Nora, located nearby the modern city of Pula, was instead regarded by the ancient authors as the oldest city in Sardinia. Indeed, the Nora stone, an ancient Phoenician text that was found in the city, testifies the site's significance as a port already in the 9th century BC. Many beautiful Roman mosaics can still be spotted to this day, and its theater is one of the best preserved Roman monuments on the island.

The city of Tharros, located on the western side of the island on the Sinis peninsula, was one of the main producers of jewels in the Punic world, as testified by the rich funerary kits found in the Punic necropolis. It was one of the cities that rebelled against Roman rule during the Second Punic War and supported Hampsicora's revolt.

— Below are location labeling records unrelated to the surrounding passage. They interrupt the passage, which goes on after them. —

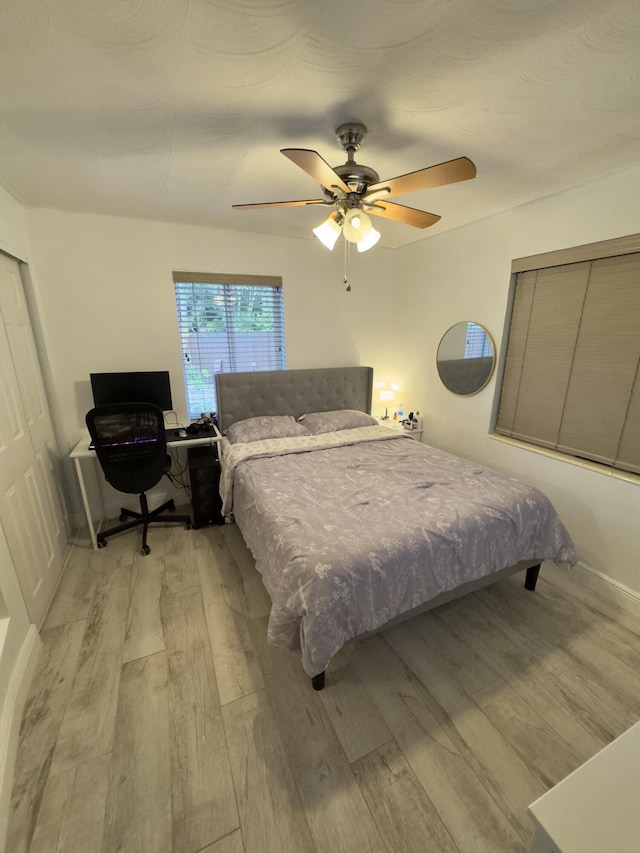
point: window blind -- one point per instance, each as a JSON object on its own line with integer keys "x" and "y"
{"x": 227, "y": 324}
{"x": 571, "y": 378}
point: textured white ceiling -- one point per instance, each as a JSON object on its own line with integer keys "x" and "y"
{"x": 177, "y": 109}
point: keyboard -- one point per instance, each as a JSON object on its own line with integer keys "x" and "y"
{"x": 169, "y": 434}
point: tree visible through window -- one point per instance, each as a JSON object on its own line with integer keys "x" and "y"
{"x": 227, "y": 324}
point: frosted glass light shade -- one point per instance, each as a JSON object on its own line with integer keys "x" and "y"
{"x": 369, "y": 241}
{"x": 356, "y": 226}
{"x": 328, "y": 232}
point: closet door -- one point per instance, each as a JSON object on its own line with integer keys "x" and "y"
{"x": 31, "y": 509}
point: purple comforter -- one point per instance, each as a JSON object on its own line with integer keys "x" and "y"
{"x": 351, "y": 529}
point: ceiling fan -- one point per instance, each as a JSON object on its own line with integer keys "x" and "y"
{"x": 354, "y": 191}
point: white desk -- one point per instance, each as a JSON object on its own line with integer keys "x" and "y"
{"x": 596, "y": 809}
{"x": 396, "y": 426}
{"x": 81, "y": 451}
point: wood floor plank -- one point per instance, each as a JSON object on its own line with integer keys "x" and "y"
{"x": 271, "y": 814}
{"x": 354, "y": 717}
{"x": 203, "y": 804}
{"x": 87, "y": 726}
{"x": 524, "y": 672}
{"x": 611, "y": 678}
{"x": 510, "y": 781}
{"x": 584, "y": 685}
{"x": 231, "y": 843}
{"x": 540, "y": 747}
{"x": 258, "y": 603}
{"x": 403, "y": 813}
{"x": 472, "y": 817}
{"x": 180, "y": 565}
{"x": 138, "y": 813}
{"x": 473, "y": 700}
{"x": 73, "y": 809}
{"x": 237, "y": 669}
{"x": 41, "y": 720}
{"x": 143, "y": 632}
{"x": 73, "y": 597}
{"x": 335, "y": 809}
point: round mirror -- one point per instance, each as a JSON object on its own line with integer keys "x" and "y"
{"x": 466, "y": 358}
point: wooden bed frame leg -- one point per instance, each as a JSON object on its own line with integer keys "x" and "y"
{"x": 532, "y": 577}
{"x": 317, "y": 682}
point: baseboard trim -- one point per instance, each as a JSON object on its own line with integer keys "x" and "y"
{"x": 596, "y": 589}
{"x": 10, "y": 719}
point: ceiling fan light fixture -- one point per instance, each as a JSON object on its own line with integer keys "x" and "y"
{"x": 369, "y": 241}
{"x": 356, "y": 226}
{"x": 328, "y": 232}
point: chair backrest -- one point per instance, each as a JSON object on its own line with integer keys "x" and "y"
{"x": 130, "y": 444}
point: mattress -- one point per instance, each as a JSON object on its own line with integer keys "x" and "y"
{"x": 352, "y": 528}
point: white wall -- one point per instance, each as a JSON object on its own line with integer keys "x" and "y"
{"x": 19, "y": 642}
{"x": 464, "y": 275}
{"x": 106, "y": 291}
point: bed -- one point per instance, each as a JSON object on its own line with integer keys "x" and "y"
{"x": 354, "y": 526}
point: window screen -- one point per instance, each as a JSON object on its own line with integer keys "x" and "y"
{"x": 571, "y": 379}
{"x": 228, "y": 324}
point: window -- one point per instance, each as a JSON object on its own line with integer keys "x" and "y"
{"x": 571, "y": 377}
{"x": 227, "y": 324}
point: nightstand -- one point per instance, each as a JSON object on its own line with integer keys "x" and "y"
{"x": 415, "y": 434}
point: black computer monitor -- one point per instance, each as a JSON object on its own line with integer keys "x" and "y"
{"x": 150, "y": 386}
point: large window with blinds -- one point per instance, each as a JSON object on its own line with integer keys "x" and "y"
{"x": 228, "y": 324}
{"x": 571, "y": 379}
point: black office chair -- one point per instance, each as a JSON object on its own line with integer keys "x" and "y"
{"x": 131, "y": 447}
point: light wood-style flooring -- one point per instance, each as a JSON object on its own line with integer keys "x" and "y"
{"x": 160, "y": 721}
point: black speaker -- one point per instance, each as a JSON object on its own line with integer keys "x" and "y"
{"x": 204, "y": 475}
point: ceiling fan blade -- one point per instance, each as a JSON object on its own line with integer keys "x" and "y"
{"x": 400, "y": 213}
{"x": 460, "y": 169}
{"x": 299, "y": 203}
{"x": 313, "y": 164}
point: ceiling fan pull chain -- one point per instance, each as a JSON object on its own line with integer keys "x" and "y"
{"x": 347, "y": 265}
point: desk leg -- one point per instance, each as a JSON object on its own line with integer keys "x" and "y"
{"x": 85, "y": 501}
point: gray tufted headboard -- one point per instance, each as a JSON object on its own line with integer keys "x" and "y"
{"x": 292, "y": 392}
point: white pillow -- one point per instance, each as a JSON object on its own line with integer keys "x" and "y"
{"x": 264, "y": 426}
{"x": 317, "y": 422}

Located on the northeastern side of Sardinia, Olbia was a rich port town. Although its name seems to be of Greek origin, the city was already under Carthaginian control by the 5th century BC. Its massive walls, still visible today, date back to the 4th century BC. Its strategic position in the Mediterranean trade routes was indisputable, so much that when the Romans occupied the island in 238 BC, the city became an important military base for the Roman navy. Like the other major Roman cities on the island, Olbia was provided with public baths and a forum. Other noteworthy cities were Othoca, Neapolis, Bithia and finally Cornus, the native city of Hampsicora. Bosa was also likely settled since ancient times as an inscription dating to the 8th century BC testifies.

In addition to the aforementioned cities, the Romans founded a few colonies, the two major ones being Turris Libisonis and Forum Traiani. Turris Libisonis, situated in the northwest of the island, prospered thanks to the rich plains of the Nurra and its ideal position as a port; its majestic baths and mosaics are well preserved even today. Forum Traiani was situated in the fertile plains of the Campidano area and became famous for its baths, which were believed to have therapeutic properties.

The most important city in Corsica was Aleria, founded in the 7th century BC by the Phocaean Greeks and later conquered by the Etruscans after the battle of Alalia. Aiacium also began as a Phocaean port. Gaius Marius founded Mariana in the north of Corsica in 93 BC.